Feature-Level Insights into Artificial Text Detection with Sparse Autoencoders
Kristian Kuznetsov, Laida Kushnareva, Polina Druzhinina, Anton Razzhigaev, Anastasia Voznyuk, Irina Piontkovskaya, Evgeny Burnaev, Serguei Barannikov
TL;DR
This work advances artificial text detection (ATD) interpretability by applying Sparse Autoencoders to Gemma-2-2B residual streams to extract sparse, interpretable features. The authors train SAE detectors per layer, aggregate token-level signals, and evaluate using XGBoost and threshold classifiers on the COLING GenAI Task 1 data and the RAID dataset, incorporating feature steering and GPT-4o-based interpretation. They find that SAE features, especially from layer 16, can outperform activation baselines and even some state-of-the-art models, while revealing generalizable and domain-specific patterns tied to complexity, repetition, and formality. The study highlights how detectors generalize to unseen models and prompt styles, offering actionable insights for designing robust, interpretable ATD systems and guiding future research on model-agnostic detection strategies.
Abstract
Artificial Text Detection (ATD) is becoming increasingly important with the rise of advanced Large Language Models (LLMs). Despite numerous efforts, no single algorithm performs consistently well across different types of unseen text or guarantees effective generalization to new LLMs. Interpretability plays a crucial role in achieving this goal.

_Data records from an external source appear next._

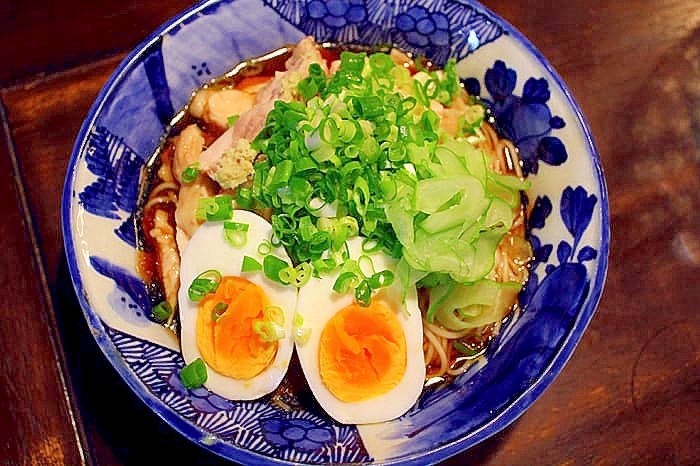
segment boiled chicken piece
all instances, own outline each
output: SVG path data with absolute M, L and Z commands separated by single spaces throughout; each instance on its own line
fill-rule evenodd
M 182 172 L 189 165 L 199 161 L 204 149 L 204 136 L 197 125 L 189 125 L 175 140 L 175 155 L 173 159 L 174 176 L 180 182 L 177 207 L 175 209 L 175 224 L 177 226 L 176 240 L 180 251 L 200 225 L 196 212 L 199 199 L 213 196 L 216 186 L 207 176 L 197 175 L 190 183 L 183 183 Z
M 202 153 L 202 170 L 216 179 L 215 173 L 221 168 L 224 152 L 235 147 L 239 139 L 252 141 L 264 128 L 267 114 L 274 107 L 276 100 L 290 101 L 295 98 L 297 84 L 309 75 L 308 70 L 312 63 L 319 64 L 321 69 L 328 73 L 328 66 L 318 49 L 318 44 L 313 38 L 306 37 L 294 47 L 292 55 L 285 62 L 286 70 L 277 72 L 274 78 L 260 89 L 255 105 L 241 113 L 234 125 Z
M 198 91 L 192 98 L 190 113 L 209 124 L 225 130 L 229 118 L 240 116 L 250 110 L 255 103 L 255 94 L 237 89 L 210 89 Z

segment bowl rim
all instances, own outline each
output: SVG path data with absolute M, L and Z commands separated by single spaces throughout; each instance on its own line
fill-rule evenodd
M 135 66 L 138 66 L 140 63 L 139 60 L 143 54 L 149 47 L 160 40 L 161 37 L 168 34 L 168 32 L 172 31 L 173 29 L 178 28 L 181 23 L 187 21 L 209 7 L 217 4 L 224 5 L 227 3 L 233 3 L 235 1 L 236 0 L 206 0 L 198 2 L 174 15 L 151 32 L 143 41 L 138 43 L 128 53 L 128 55 L 120 61 L 114 71 L 110 74 L 108 80 L 105 82 L 90 106 L 90 109 L 76 135 L 75 142 L 71 150 L 62 190 L 61 229 L 71 282 L 73 283 L 73 288 L 76 292 L 82 313 L 90 328 L 90 332 L 95 338 L 97 346 L 110 361 L 112 367 L 126 382 L 131 391 L 134 392 L 137 397 L 151 409 L 151 411 L 153 411 L 171 428 L 178 431 L 191 442 L 221 456 L 224 459 L 230 461 L 262 461 L 263 463 L 267 462 L 268 464 L 289 465 L 295 463 L 264 456 L 223 441 L 207 442 L 206 439 L 208 438 L 207 436 L 209 434 L 183 418 L 178 413 L 173 412 L 169 406 L 167 406 L 162 400 L 157 398 L 144 387 L 142 381 L 136 376 L 136 374 L 124 364 L 122 356 L 119 354 L 114 343 L 107 335 L 105 325 L 90 306 L 89 297 L 83 289 L 83 280 L 81 277 L 80 267 L 75 259 L 76 250 L 73 244 L 72 197 L 77 165 L 86 145 L 90 128 L 92 128 L 98 115 L 103 109 L 105 99 L 115 92 L 115 90 L 121 84 L 124 76 Z M 593 174 L 595 180 L 597 181 L 600 194 L 600 206 L 597 209 L 597 211 L 600 212 L 601 218 L 599 238 L 600 250 L 596 259 L 596 267 L 594 268 L 595 281 L 591 283 L 590 294 L 584 306 L 579 310 L 571 330 L 561 343 L 558 350 L 554 353 L 551 361 L 544 368 L 544 370 L 541 371 L 540 375 L 534 379 L 533 383 L 517 398 L 511 400 L 495 417 L 482 424 L 479 428 L 469 432 L 467 435 L 430 451 L 415 453 L 408 457 L 390 459 L 383 462 L 385 465 L 422 465 L 426 464 L 426 462 L 435 463 L 445 460 L 477 445 L 478 443 L 485 441 L 518 420 L 520 416 L 522 416 L 525 411 L 527 411 L 527 409 L 550 387 L 554 379 L 560 374 L 563 367 L 573 355 L 576 346 L 583 337 L 586 328 L 590 324 L 599 306 L 607 276 L 609 260 L 608 256 L 610 249 L 610 212 L 608 192 L 600 155 L 595 141 L 593 140 L 590 125 L 584 116 L 582 109 L 580 108 L 578 102 L 574 99 L 569 87 L 565 84 L 564 80 L 554 69 L 549 60 L 524 34 L 522 34 L 516 27 L 511 25 L 503 17 L 494 13 L 491 9 L 484 6 L 479 1 L 467 0 L 467 4 L 475 7 L 476 9 L 480 10 L 480 12 L 483 12 L 486 14 L 486 16 L 499 23 L 506 34 L 510 35 L 516 42 L 522 45 L 527 52 L 531 54 L 532 58 L 539 62 L 539 64 L 547 71 L 557 88 L 562 92 L 566 104 L 571 108 L 574 116 L 576 117 L 576 123 L 579 125 L 579 129 L 587 146 L 587 158 L 589 158 L 592 162 Z

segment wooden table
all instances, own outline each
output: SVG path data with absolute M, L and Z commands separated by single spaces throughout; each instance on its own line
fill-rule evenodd
M 223 464 L 148 411 L 90 335 L 60 196 L 88 107 L 186 0 L 0 3 L 0 463 Z M 570 85 L 600 150 L 600 308 L 517 422 L 448 464 L 700 463 L 700 0 L 488 0 Z M 555 8 L 550 7 L 557 4 Z

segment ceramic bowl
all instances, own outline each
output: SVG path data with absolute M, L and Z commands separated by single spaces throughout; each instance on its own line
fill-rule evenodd
M 438 64 L 455 57 L 464 85 L 491 106 L 532 181 L 535 263 L 523 312 L 481 363 L 391 422 L 338 424 L 308 393 L 283 409 L 267 397 L 233 402 L 185 389 L 178 342 L 146 317 L 135 269 L 139 174 L 165 125 L 198 86 L 304 35 L 393 43 Z M 609 245 L 603 170 L 579 106 L 525 37 L 472 0 L 197 4 L 141 43 L 100 92 L 70 159 L 62 214 L 77 296 L 115 370 L 183 437 L 244 464 L 435 463 L 497 433 L 574 351 L 602 293 Z

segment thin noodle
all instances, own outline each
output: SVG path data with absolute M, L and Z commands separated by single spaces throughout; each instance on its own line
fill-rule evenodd
M 430 342 L 423 343 L 423 361 L 425 361 L 426 366 L 430 364 L 434 357 L 435 347 Z
M 473 359 L 464 359 L 464 360 L 459 362 L 458 366 L 453 366 L 452 368 L 447 369 L 446 373 L 447 373 L 447 375 L 451 375 L 452 377 L 456 377 L 458 375 L 461 375 L 461 374 L 464 374 L 465 372 L 467 372 L 467 369 L 469 369 L 469 367 L 472 364 L 474 364 Z
M 438 369 L 438 375 L 443 375 L 447 371 L 447 354 L 445 353 L 445 348 L 442 347 L 440 344 L 440 341 L 438 340 L 438 337 L 430 330 L 427 330 L 423 333 L 425 337 L 430 341 L 432 344 L 433 348 L 435 349 L 435 352 L 438 354 L 438 357 L 440 359 L 440 367 Z M 432 360 L 431 360 L 432 362 Z

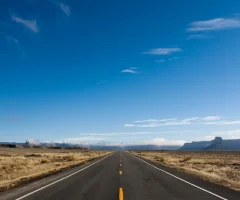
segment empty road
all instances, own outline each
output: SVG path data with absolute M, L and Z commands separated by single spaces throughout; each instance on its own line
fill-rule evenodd
M 21 188 L 6 200 L 239 200 L 240 193 L 174 169 L 115 152 Z

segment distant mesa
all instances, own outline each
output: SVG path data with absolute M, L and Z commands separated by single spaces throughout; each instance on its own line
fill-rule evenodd
M 216 137 L 211 141 L 185 143 L 179 150 L 236 151 L 240 150 L 240 139 L 223 140 L 221 137 Z

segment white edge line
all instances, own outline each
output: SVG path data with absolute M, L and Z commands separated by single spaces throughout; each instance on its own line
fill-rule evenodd
M 127 153 L 128 153 L 128 152 L 127 152 Z M 138 157 L 135 156 L 135 155 L 132 155 L 132 154 L 130 154 L 130 153 L 128 153 L 128 154 L 131 155 L 131 156 L 133 156 L 133 157 L 135 157 L 135 158 L 137 158 L 137 159 L 139 159 L 139 160 L 141 160 L 142 162 L 144 162 L 144 163 L 146 163 L 146 164 L 154 167 L 154 168 L 157 169 L 157 170 L 160 170 L 160 171 L 162 171 L 162 172 L 164 172 L 164 173 L 166 173 L 166 174 L 168 174 L 168 175 L 170 175 L 170 176 L 172 176 L 172 177 L 174 177 L 174 178 L 176 178 L 176 179 L 178 179 L 178 180 L 180 180 L 180 181 L 183 181 L 184 183 L 187 183 L 187 184 L 189 184 L 189 185 L 192 185 L 192 186 L 194 186 L 194 187 L 196 187 L 196 188 L 198 188 L 198 189 L 200 189 L 200 190 L 202 190 L 202 191 L 204 191 L 204 192 L 207 192 L 207 193 L 209 193 L 209 194 L 211 194 L 211 195 L 213 195 L 213 196 L 216 196 L 216 197 L 218 197 L 218 198 L 220 198 L 220 199 L 228 200 L 228 199 L 226 199 L 226 198 L 224 198 L 224 197 L 221 197 L 221 196 L 219 196 L 219 195 L 217 195 L 217 194 L 215 194 L 215 193 L 212 193 L 212 192 L 210 192 L 210 191 L 208 191 L 208 190 L 206 190 L 206 189 L 203 189 L 203 188 L 201 188 L 201 187 L 199 187 L 199 186 L 197 186 L 197 185 L 194 185 L 194 184 L 192 184 L 192 183 L 190 183 L 190 182 L 188 182 L 188 181 L 185 181 L 184 179 L 181 179 L 181 178 L 179 178 L 178 176 L 175 176 L 175 175 L 173 175 L 173 174 L 171 174 L 171 173 L 169 173 L 169 172 L 167 172 L 167 171 L 164 171 L 164 170 L 162 170 L 162 169 L 160 169 L 160 168 L 158 168 L 158 167 L 156 167 L 156 166 L 154 166 L 154 165 L 151 165 L 150 163 L 142 160 L 141 158 L 138 158 Z
M 112 153 L 112 154 L 110 154 L 110 155 L 107 155 L 106 157 L 102 158 L 101 160 L 98 160 L 98 161 L 96 161 L 96 162 L 94 162 L 94 163 L 92 163 L 92 164 L 90 164 L 90 165 L 88 165 L 88 166 L 86 166 L 86 167 L 84 167 L 84 168 L 82 168 L 82 169 L 80 169 L 80 170 L 78 170 L 78 171 L 76 171 L 76 172 L 68 175 L 68 176 L 65 176 L 65 177 L 63 177 L 63 178 L 61 178 L 61 179 L 59 179 L 59 180 L 57 180 L 57 181 L 54 181 L 54 182 L 52 182 L 52 183 L 50 183 L 50 184 L 48 184 L 48 185 L 45 185 L 45 186 L 43 186 L 43 187 L 41 187 L 41 188 L 39 188 L 39 189 L 37 189 L 37 190 L 34 190 L 33 192 L 30 192 L 30 193 L 28 193 L 28 194 L 26 194 L 26 195 L 24 195 L 24 196 L 22 196 L 22 197 L 19 197 L 19 198 L 17 198 L 16 200 L 24 199 L 24 198 L 26 198 L 26 197 L 28 197 L 28 196 L 30 196 L 30 195 L 32 195 L 32 194 L 40 191 L 40 190 L 43 190 L 43 189 L 45 189 L 45 188 L 47 188 L 47 187 L 49 187 L 49 186 L 51 186 L 51 185 L 54 185 L 55 183 L 58 183 L 58 182 L 60 182 L 60 181 L 63 181 L 64 179 L 67 179 L 67 178 L 69 178 L 69 177 L 71 177 L 71 176 L 73 176 L 73 175 L 75 175 L 75 174 L 83 171 L 84 169 L 87 169 L 88 167 L 91 167 L 92 165 L 95 165 L 96 163 L 98 163 L 98 162 L 106 159 L 107 157 L 109 157 L 109 156 L 111 156 L 111 155 L 113 155 L 113 154 L 114 154 L 114 153 Z

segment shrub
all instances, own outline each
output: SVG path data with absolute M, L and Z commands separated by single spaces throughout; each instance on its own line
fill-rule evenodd
M 45 164 L 45 163 L 47 163 L 47 162 L 48 162 L 47 159 L 42 159 L 42 160 L 41 160 L 41 164 Z
M 187 161 L 189 161 L 189 160 L 191 160 L 192 159 L 192 157 L 190 157 L 190 156 L 188 156 L 188 157 L 185 157 L 185 158 L 183 158 L 182 160 L 179 160 L 179 162 L 187 162 Z
M 68 162 L 76 160 L 73 155 L 65 156 L 65 157 L 63 157 L 63 159 L 64 159 L 64 161 L 68 161 Z
M 158 161 L 158 162 L 161 162 L 161 163 L 164 162 L 164 158 L 163 158 L 163 157 L 155 157 L 154 159 L 155 159 L 156 161 Z
M 26 154 L 25 157 L 26 158 L 31 158 L 31 157 L 42 157 L 42 156 L 40 154 L 33 153 L 33 154 Z

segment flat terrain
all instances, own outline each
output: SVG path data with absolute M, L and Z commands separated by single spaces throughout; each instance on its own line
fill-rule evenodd
M 0 191 L 109 153 L 80 149 L 0 148 Z
M 24 187 L 1 200 L 239 200 L 240 193 L 173 168 L 115 152 Z M 121 193 L 122 191 L 122 193 Z
M 239 151 L 131 151 L 131 153 L 240 191 Z

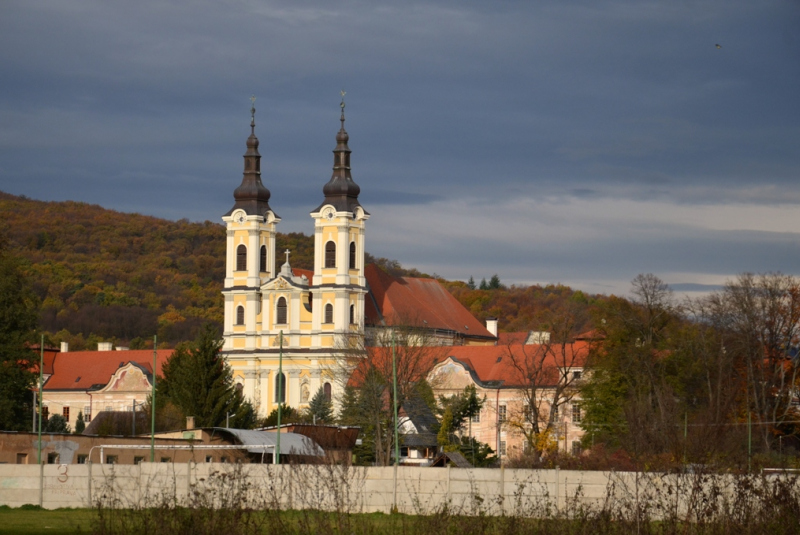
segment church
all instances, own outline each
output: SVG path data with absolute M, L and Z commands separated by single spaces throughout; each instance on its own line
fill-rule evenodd
M 370 332 L 410 318 L 440 345 L 497 341 L 496 324 L 490 332 L 438 281 L 392 277 L 365 266 L 370 214 L 351 175 L 344 109 L 342 100 L 333 173 L 310 213 L 313 272 L 292 268 L 291 251 L 275 250 L 281 219 L 261 180 L 255 108 L 250 110 L 242 182 L 222 218 L 227 228 L 222 352 L 260 416 L 277 407 L 279 396 L 295 408 L 305 407 L 320 388 L 336 399 L 341 393 L 334 377 L 337 355 L 370 343 Z

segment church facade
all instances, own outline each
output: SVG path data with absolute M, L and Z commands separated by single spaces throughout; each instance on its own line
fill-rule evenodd
M 289 251 L 277 269 L 280 217 L 261 181 L 255 109 L 236 203 L 222 218 L 227 227 L 223 353 L 261 416 L 277 407 L 279 396 L 302 407 L 321 388 L 332 399 L 338 389 L 332 372 L 337 349 L 348 336 L 364 331 L 369 213 L 358 202 L 360 189 L 350 174 L 344 102 L 341 107 L 333 174 L 322 188 L 322 202 L 311 212 L 313 272 L 292 269 Z
M 351 175 L 344 102 L 341 108 L 333 173 L 310 213 L 313 271 L 292 268 L 291 251 L 276 251 L 280 217 L 261 180 L 251 109 L 242 182 L 222 218 L 227 228 L 222 352 L 259 416 L 277 408 L 279 397 L 304 408 L 319 389 L 335 401 L 347 379 L 336 380 L 347 348 L 373 345 L 380 333 L 400 325 L 413 323 L 436 345 L 497 341 L 496 333 L 435 279 L 393 277 L 365 265 L 370 214 L 359 203 L 361 190 Z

In this study, we enhance ATD interpretability by using Sparse Autoencoders (SAE) to extract features from Gemma-2-2b residual stream. We identify both interpretable and efficient features, analyzing their semantics and relevance through domain- and model-specific statistics, a steering approach, and manual or LLM-based interpretation. Our methods offer valuable insights into how texts from various models differ from human-written content. We show that modern LLMs have a distinct writing style, especially in information-dense domains, even though they can produce human-like outputs with personalized prompts.